One of the most widely used implementations of ICA is called FastICA. It uses a Newton-iteration based fixed-point optimization scheme and an objective function based on negentropy. FastICA can search for the independent components one at a time, in deflation mode, or symmetrically, all at once. Its performance can also be tuned somewhat by choosing the nonlinearity used in the estimation, for example between the cubic or the tanh. For more information on the FastICA algorithm, and its derivation, consider reading Hyvärinen and Oja (1997,2000). For the actual implementation see FastICA, (1998).


A.3.1 Deflation Mode

The independent components are estimated one by one and the iteration simply prevents the estimation of the $ i$ th component from converging to the same solution as any of the previous $ 1, \ldots, i-1$ components.
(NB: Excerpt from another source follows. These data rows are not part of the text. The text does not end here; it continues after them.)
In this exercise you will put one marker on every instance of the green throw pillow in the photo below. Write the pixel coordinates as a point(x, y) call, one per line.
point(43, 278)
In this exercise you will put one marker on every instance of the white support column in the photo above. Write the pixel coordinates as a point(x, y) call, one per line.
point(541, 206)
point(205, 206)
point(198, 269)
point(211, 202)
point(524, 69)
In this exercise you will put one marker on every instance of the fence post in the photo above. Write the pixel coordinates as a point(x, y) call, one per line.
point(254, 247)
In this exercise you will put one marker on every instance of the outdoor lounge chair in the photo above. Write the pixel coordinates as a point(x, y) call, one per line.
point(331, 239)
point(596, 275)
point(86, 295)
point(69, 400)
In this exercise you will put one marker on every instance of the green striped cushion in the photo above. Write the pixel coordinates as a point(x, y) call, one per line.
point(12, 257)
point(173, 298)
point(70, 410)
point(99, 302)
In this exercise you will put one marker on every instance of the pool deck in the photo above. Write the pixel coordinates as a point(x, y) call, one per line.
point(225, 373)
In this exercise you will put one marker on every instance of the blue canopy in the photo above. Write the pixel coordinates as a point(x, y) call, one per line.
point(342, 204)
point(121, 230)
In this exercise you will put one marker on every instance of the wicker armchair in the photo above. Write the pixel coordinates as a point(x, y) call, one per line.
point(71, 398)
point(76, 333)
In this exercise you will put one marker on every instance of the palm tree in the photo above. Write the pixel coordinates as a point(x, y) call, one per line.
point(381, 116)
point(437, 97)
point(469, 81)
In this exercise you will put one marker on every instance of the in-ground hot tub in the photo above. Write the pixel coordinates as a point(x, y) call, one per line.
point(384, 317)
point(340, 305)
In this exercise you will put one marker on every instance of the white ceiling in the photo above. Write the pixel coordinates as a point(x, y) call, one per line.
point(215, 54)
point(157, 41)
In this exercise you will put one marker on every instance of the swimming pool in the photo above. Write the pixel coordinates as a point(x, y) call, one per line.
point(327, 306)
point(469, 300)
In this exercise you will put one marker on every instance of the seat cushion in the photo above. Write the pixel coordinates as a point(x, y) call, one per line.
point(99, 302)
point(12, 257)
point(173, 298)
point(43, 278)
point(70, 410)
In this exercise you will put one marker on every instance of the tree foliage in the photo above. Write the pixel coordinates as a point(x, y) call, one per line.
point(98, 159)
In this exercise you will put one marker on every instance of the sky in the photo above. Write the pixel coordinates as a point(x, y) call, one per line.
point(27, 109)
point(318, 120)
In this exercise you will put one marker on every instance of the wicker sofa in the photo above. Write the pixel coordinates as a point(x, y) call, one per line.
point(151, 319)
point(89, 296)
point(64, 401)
The basic FastICA iteration takes the following form in deflation mode:

  1. Begin with an initial (e.g. random) weight vector $ \mathbf{w}_i$ .
  2. Let $ {\mathbf{w}_i}^+ = E\{\mathbf{x}g({\mathbf{w}_i}^T\mathbf{x})\}-E\{g'({\mathbf{w}_i}^T\mathbf{x})\}\mathbf{w}_i$
  3. Let $ {\mathbf{w}_i}^+ = {\mathbf{w}_i}^+ - \sum_{j=1}^{i-1} {{\mathbf{w}_i}^+}^T\mathbf{w}_j\mathbf{w}_j$
  4. Let $ \mathbf{w}_i = \mathbf{w}_i^+/\vert\vert\mathbf{w}_i^+\vert\vert$
  5. Iterate steps 2. - 4. until convergence.

Since the signs of the independent components are not fixed, convergence means that the old and new values of $ \mathbf{w}$ are parallel. The function $ g(\cdot)$ , and its derivative $ g'(\cdot)$ , in step 2. is the selectable nonlinearity and using the cubic actually corresponds to estimating the kurtosis.


A.3.2 Symmetric Mode

In deflation mode, the previously estimated components are priviledged in step 3., that is, only the currently estimated weight vector is affected, and the estimation order matters. For example, estimation error accumulates into the last components. In symmetric mode, the order in which the components are estimated has no effect. This is archieved by estimating all the $ \mathbf{w}$ , that is, the whole matrix $ \mathbf{W}$ , first and orthogonalizing the matrix only after that as an additional step.